[SRU] Nova scheduler tries to assign an already-in-use SRIOV QAT VF to a new instance
Affects | Status | Importance | Assigned to | Milestone | |
---|---|---|---|---|---|
OpenStack Compute (nova) |
Fix Released
|
Medium
|
sean mooney | ||
Ocata |
Fix Committed
|
Medium
|
sean mooney | ||
Pike |
Fix Committed
|
Medium
|
sean mooney | ||
Queens |
Fix Committed
|
Medium
|
sean mooney | ||
Rocky |
Fix Committed
|
Medium
|
sean mooney | ||
Ubuntu Cloud Archive |
Fix Released
|
Undecided
|
Unassigned | ||
Mitaka |
Won't Fix
|
High
|
Unassigned | ||
Ocata |
Fix Released
|
High
|
Unassigned | ||
Queens |
Fix Released
|
Undecided
|
Unassigned | ||
Rocky |
Fix Released
|
Undecided
|
Unassigned | ||
Stein |
Fix Released
|
Undecided
|
Unassigned | ||
nova (Ubuntu) |
Fix Released
|
Undecided
|
Unassigned | ||
Xenial |
Won't Fix
|
High
|
Unassigned | ||
Bionic |
Fix Released
|
Undecided
|
Unassigned | ||
Cosmic |
Fix Released
|
Undecided
|
Unassigned | ||
Disco |
Fix Released
|
Undecided
|
Unassigned | ||
Eoan |
Fix Released
|
Undecided
|
Unassigned |
Bug Description
[Impact]
This patch is required to prevent nova from accidentally marking pci_device allocations as deleted when it incorrectly reads the passthrough whitelist
[Test Case]
* deploy openstack (any version that supports sriov)
* single compute configured for sriov with at least once device in pci_passthrough
* create a vm and attach sriov port
* remove device from pci_passthrough
* check that pci_devices allocations have not been marked as deleted
[Regression Potential]
None anticipated
-------
Upon trying to create VM instance (Say A) with one QAT VF, it fails with the following error i.e., “Requested operation is not valid: PCI device 0000:88:04.7 is in use by driver QEMU, domain instance-00000081”. Please note that, PCI device 0000:88:04.7 is already being assigned to another VM (Say B) . We have installed openstack-mitaka release on CentO7 system.
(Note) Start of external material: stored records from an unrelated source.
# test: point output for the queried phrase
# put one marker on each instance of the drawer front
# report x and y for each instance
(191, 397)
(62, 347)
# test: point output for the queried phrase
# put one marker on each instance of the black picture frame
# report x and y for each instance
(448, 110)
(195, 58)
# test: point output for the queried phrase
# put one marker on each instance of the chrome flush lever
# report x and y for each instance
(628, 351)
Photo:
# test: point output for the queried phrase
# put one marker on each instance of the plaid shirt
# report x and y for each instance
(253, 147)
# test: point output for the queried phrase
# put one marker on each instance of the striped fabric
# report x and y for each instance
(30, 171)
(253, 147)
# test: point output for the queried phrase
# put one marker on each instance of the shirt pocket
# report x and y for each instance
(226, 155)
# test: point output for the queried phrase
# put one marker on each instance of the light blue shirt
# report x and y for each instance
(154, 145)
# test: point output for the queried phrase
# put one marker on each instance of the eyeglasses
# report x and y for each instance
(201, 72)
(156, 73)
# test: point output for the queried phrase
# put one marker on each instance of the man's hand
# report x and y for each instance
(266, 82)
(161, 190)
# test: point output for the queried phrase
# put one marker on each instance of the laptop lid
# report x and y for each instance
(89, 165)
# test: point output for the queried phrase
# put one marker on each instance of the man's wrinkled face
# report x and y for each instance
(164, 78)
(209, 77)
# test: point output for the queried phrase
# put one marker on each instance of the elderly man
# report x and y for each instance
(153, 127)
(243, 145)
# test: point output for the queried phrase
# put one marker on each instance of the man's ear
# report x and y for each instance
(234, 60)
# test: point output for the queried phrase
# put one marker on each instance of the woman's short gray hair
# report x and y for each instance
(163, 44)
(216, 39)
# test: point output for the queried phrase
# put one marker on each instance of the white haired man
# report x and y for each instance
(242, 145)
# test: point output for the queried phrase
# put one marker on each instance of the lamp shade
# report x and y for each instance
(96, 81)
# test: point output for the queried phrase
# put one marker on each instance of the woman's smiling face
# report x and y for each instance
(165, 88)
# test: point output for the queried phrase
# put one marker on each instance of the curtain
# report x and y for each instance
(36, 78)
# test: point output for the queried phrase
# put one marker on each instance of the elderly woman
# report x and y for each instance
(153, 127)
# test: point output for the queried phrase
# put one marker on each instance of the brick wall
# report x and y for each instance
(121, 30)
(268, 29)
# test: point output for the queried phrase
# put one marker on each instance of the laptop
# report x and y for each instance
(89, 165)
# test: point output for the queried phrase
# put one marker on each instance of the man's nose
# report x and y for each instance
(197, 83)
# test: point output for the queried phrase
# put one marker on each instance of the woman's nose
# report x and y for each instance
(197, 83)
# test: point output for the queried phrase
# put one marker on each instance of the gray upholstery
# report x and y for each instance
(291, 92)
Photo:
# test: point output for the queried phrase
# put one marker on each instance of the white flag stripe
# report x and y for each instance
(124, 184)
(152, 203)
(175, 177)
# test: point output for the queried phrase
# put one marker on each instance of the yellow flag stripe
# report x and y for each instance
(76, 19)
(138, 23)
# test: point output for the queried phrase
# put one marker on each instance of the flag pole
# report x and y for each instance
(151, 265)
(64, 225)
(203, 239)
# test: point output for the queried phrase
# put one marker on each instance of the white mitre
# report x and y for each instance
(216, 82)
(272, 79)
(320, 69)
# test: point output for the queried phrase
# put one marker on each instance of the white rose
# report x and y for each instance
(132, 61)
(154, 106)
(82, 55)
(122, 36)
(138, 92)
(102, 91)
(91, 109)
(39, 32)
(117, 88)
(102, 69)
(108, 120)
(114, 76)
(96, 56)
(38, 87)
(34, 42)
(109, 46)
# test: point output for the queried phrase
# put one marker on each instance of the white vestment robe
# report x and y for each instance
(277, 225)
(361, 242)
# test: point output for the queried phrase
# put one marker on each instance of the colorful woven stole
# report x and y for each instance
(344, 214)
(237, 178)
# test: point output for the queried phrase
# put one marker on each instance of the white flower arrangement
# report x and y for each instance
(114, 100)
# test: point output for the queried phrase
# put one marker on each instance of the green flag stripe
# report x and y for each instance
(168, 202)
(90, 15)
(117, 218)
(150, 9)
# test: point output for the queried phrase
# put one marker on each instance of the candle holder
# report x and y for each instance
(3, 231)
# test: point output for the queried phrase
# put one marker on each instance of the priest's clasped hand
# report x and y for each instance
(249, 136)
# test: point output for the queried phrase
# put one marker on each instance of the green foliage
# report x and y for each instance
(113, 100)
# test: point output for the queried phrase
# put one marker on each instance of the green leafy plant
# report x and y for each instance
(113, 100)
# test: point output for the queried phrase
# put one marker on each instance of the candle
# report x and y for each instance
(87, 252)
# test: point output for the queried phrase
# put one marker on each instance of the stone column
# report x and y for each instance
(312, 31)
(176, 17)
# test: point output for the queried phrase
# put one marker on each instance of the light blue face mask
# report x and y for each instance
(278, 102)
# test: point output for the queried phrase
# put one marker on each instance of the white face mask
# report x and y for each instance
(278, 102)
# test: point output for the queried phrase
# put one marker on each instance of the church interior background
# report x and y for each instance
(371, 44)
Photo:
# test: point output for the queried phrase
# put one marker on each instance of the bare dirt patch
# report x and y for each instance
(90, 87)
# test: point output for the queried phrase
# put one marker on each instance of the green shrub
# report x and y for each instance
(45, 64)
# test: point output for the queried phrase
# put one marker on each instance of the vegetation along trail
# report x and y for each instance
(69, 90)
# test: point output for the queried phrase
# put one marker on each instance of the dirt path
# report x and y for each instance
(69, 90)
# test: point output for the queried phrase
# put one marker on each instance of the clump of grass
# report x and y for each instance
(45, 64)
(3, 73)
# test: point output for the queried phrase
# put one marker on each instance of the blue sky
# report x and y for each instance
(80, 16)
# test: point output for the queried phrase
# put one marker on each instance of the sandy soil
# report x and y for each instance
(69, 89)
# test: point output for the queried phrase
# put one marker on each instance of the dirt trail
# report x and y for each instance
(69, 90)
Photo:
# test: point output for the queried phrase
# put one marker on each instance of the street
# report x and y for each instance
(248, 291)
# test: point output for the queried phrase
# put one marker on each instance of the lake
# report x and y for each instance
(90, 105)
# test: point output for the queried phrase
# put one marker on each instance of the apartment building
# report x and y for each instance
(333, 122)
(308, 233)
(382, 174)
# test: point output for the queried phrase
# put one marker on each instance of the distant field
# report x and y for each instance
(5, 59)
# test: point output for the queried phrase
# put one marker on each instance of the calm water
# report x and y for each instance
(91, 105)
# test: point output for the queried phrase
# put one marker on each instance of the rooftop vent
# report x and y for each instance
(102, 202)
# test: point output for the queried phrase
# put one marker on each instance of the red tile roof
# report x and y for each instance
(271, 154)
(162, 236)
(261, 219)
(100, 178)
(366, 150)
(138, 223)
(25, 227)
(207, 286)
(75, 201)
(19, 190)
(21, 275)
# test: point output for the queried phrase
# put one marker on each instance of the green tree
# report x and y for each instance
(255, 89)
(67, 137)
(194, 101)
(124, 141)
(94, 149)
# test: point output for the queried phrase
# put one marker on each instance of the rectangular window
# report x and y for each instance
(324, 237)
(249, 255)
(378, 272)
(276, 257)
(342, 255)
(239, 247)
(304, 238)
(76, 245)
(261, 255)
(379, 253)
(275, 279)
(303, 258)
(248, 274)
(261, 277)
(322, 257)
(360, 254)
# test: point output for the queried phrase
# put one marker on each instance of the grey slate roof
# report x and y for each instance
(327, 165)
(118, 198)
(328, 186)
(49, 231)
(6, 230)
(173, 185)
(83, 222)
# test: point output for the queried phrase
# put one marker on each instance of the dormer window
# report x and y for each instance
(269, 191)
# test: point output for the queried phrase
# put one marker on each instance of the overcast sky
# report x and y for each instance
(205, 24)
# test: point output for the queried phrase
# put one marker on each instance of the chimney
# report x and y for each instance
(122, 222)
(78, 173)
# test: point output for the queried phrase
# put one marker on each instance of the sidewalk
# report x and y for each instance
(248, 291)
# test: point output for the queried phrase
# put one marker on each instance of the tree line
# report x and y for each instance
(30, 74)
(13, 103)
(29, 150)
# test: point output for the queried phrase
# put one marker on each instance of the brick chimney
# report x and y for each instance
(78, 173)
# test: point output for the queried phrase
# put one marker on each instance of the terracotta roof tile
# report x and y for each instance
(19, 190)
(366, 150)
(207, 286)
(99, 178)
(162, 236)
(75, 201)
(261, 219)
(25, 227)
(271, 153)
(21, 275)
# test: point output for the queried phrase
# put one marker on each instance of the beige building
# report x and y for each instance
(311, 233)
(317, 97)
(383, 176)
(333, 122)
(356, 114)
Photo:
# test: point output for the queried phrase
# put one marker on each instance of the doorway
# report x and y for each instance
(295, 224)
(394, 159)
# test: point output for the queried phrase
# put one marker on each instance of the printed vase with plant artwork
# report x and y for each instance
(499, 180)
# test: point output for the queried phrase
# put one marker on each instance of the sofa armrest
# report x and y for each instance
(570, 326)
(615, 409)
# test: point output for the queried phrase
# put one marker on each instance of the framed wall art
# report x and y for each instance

It has two Intel QAT devices. There are 32 VF devices available per QAT Device/DH895xCC device Out of 64 VFs, only 8 VFs are allocated (to VM instances) and rest should be available.
But the nova scheduler tries to assign an already-in-use SRIOV VF to a new instance and instance fails. It appears that the nova database is not tracking which VF's have already been taken. But if I shut down VM B instance, then other instance VM A boots up and vice-versa. Note that, both the VM instances cannot run simultaneously because of the aforesaid issue.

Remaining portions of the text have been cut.